Une unité basée sur l’or et les devises nationales
La “Unit” serait adossée à 40 % à l’or et à 60 % à un panier de devises des membres. Cette structure vise à offrir une stabilité monétaire tout en reflétant la diversité économique du groupe. Cette monnaie ne serait pas utilisée par les citoyens, mais exclusivement dans le cadre des transactions internationales entre les pays membres.

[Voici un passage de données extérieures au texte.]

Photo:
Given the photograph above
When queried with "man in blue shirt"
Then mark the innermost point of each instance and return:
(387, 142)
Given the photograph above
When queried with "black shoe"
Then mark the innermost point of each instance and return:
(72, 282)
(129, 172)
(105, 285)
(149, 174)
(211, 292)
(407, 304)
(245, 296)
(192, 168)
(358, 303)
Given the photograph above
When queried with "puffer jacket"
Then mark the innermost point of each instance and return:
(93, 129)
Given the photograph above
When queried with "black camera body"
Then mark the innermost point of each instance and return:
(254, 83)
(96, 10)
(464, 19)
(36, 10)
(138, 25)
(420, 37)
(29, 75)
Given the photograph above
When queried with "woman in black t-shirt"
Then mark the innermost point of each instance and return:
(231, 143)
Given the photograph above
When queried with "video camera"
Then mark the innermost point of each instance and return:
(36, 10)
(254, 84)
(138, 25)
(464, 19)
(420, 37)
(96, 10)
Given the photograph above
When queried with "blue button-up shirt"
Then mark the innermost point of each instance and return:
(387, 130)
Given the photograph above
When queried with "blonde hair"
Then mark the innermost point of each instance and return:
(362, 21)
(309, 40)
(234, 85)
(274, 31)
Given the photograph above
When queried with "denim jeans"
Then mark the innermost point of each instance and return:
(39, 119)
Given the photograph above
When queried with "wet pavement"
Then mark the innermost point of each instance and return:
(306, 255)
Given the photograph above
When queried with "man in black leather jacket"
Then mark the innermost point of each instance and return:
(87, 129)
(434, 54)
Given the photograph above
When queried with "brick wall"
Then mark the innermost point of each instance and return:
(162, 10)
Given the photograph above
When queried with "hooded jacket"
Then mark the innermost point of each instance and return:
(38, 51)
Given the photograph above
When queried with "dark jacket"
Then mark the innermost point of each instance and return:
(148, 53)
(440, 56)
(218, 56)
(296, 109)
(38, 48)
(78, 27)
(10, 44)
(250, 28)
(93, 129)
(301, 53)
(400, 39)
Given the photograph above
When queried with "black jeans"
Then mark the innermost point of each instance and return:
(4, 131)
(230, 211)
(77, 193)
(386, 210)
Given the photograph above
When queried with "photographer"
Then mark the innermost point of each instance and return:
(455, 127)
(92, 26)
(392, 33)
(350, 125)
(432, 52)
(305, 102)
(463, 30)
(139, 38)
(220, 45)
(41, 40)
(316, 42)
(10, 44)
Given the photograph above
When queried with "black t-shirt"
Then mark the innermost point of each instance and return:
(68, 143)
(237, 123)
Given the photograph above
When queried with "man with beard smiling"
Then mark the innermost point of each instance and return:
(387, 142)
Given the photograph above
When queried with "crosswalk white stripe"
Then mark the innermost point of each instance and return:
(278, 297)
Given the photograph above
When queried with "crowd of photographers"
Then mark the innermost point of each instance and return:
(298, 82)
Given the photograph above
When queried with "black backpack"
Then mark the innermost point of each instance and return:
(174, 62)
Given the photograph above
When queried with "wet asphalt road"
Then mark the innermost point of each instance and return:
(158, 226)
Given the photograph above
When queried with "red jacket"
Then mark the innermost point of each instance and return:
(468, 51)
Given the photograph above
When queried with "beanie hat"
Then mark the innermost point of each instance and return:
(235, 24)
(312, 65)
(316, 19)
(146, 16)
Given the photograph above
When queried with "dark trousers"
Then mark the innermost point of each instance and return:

Alternatives au système SWIFT
Pour accompagner cette unité monétaire, les BRICS développent des infrastructures numériques. Un système basé sur la blockchain, nommé BRICS Bridge, permettra des paiements transfrontaliers sécurisés, réduisant la dépendance au réseau SWIFT, souvent utilisé pour imposer des sanctions économiques. Cette initiative répond notamment aux besoins de la Russie et de l’Iran, fortement impactés par les restrictions financières occidentales.
Défis et opportunités
La demande limitée pour les devises locales sur les marchés mondiaux, les déséquilibres commerciaux entre membres et la nécessité de bâtir des accords multilatéraux solides représentent des défis majeurs. Cependant, des projets pilotes, comme les échanges en rouble et en roupie entre la Russie et l’Inde, témoignent d’une avancée progressive.
Vers une autonomie économique
L’initiative des BRICS illustre une volonté commune de réformer un système monétaire mondial centré sur les grandes puissances occidentales. Bien que les défis soient nombreux, cette transition pourrait poser les jalons d’une finance internationale plus équilibrée et multipolaire, offrant une nouvelle perspective aux économies émergentes.